I didn't try to steal ghost by sneaking at the opponent base, because I've found it boring. But I did try to intercept enemies going to their base assuming they will use a straight path, so I could not intercept busters of Khao (8th, Javascript) that moved along the walls.


I didn't come to the idea of chain zapping used by Hohol as I am not a Dota player. Still, if I need to choose between stunning enemy busters with stun cooldowns equal to 0 and 5 for example, I will choose the one with cooldown=5, as buster with zero cooldown will use his stun anyway.


I had absolutely no time to code during last Sunday. When I woke up in the morning, I saw matches vs Recar who proved that herding can be done efficiently. I tried to implement something similar, that I ended to code in my friend's car and submitted when we arrived to our picnic location. After a few hours I decided to check how it's doing and found some bugs that I fixed while my friends were playing Frisbee.

Some words about code organization

I had a base class for Entity and two derived classes for Ghost and Buster. All game information such as arrays of busters, ghosts, base locations was stored in a class Game. It could read information about a new turn and update corresponding fields. I also had one class GameAI which possessed tactical information such as a behavior mode, a list of moving targets, a list of enemy busters to intercept and so on. There was one main method named "makeDecisions" that subsequently called methods dedicated to one particular activity. Part of it was as follows:

for (int index : movingToBase)

Each method considered only busters that weren't used in the previous methods (with a few exceptions, like for herding). Last one was the most useful method, of course :)

I didn't use any unit tests as I'm totally fine with controlling code of this small size (1.5k lines of code, including empty lines -- about 50kb in total). I had a bunch of asserts here and there, though. Asserts are a great way to prevent using some methods in the way you didn't suppose to use them earlier. So for those of you who think that unit tests take too much time to write I suggest you to try asserts.

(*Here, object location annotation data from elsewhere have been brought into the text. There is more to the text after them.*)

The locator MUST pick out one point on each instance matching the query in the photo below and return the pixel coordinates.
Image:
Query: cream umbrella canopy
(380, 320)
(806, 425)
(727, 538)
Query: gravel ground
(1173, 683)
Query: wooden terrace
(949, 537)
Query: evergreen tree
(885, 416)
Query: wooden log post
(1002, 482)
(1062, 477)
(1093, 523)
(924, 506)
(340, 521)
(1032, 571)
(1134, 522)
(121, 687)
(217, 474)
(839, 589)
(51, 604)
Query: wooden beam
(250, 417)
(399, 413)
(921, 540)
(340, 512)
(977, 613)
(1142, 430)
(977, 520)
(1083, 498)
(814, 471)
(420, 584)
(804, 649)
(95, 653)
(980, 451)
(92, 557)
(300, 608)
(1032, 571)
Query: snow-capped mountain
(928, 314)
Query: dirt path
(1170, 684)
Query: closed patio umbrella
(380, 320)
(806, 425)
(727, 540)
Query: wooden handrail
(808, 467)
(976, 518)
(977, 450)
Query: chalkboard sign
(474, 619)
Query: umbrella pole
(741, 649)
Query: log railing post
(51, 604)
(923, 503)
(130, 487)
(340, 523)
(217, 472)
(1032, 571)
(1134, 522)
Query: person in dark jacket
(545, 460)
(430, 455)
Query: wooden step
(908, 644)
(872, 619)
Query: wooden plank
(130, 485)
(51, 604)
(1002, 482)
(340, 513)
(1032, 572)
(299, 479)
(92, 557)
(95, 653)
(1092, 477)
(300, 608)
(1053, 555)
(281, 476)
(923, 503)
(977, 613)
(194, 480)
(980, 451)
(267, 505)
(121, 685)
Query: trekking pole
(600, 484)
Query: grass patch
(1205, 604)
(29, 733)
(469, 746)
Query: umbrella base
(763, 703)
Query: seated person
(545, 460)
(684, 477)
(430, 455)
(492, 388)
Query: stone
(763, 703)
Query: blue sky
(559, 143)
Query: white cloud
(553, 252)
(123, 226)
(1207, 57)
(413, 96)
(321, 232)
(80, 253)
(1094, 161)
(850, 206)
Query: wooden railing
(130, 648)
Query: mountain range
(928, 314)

Nevertheless, I liked the way Hohol organized his testing, maybe I'll try his recipe in the future.

I can answer any question that you may have about some details of my implementation.

I enjoyed this contest a lot because I like to write team-oriented AI very much. This kind of games always include at least two levels of AI: high-level AI to determine current mode and goals for each unit and low-level AI which makes unit to achieve its goal in some optimal way. I hope similar contests will be conducted in the future.

Hohol (2nd, Java)

This contest was similar to Russian AI Cup 201317 contest, in which I was quite successful as well. They both featured turn-based games on rectangular field, squad of a few units under your control, fog of war and lots of fighting. So it was just my cup of tea.


The first feature is unit-testing. I'm quite proud of it. It allowed me to create some rather complex logic without fear to get lost in bugs.
About a half of my strategy features are mentioned in these tests.
You can notice that all numbers used in tests are quite small, less than 100. How's that possible if distances used in game are much greater? That's because I use separate set of game parameters for unit-tests and for real runs.

public static GameParameters createTestGameParameters() {
GameParameters r = new GameParameters();
r.W = 51;
r.H = 51;
r.FOG_RANGE = 7;
return r;

It allows me to use more convenient numbers in tests, easier calculations, and exact (without any scaling) schemes on checkered paper.

Some may say that writing such tests slows down development. For me, it's the thing that speeds up development. When you implement a feature, you test it anyways. If you don't have tests, you upload a new version and watch replays. Writing test for a feature takes the same time as watching a replay (if you already have reasonably good testing framework). But test will stay with you, and will be run dozens of times later.
So, are unit-tests always such a great idea?
Unit-tests make you sure that your code does what you want it to do. But it can't check if what you want is the good thing. If you have some nice, but risky idea, only real matches can show if this idea is good. But if you are confident in your idea, you can start with unit-test for it right away.
So happened, that this specific contest was full of such obviously good heuristics.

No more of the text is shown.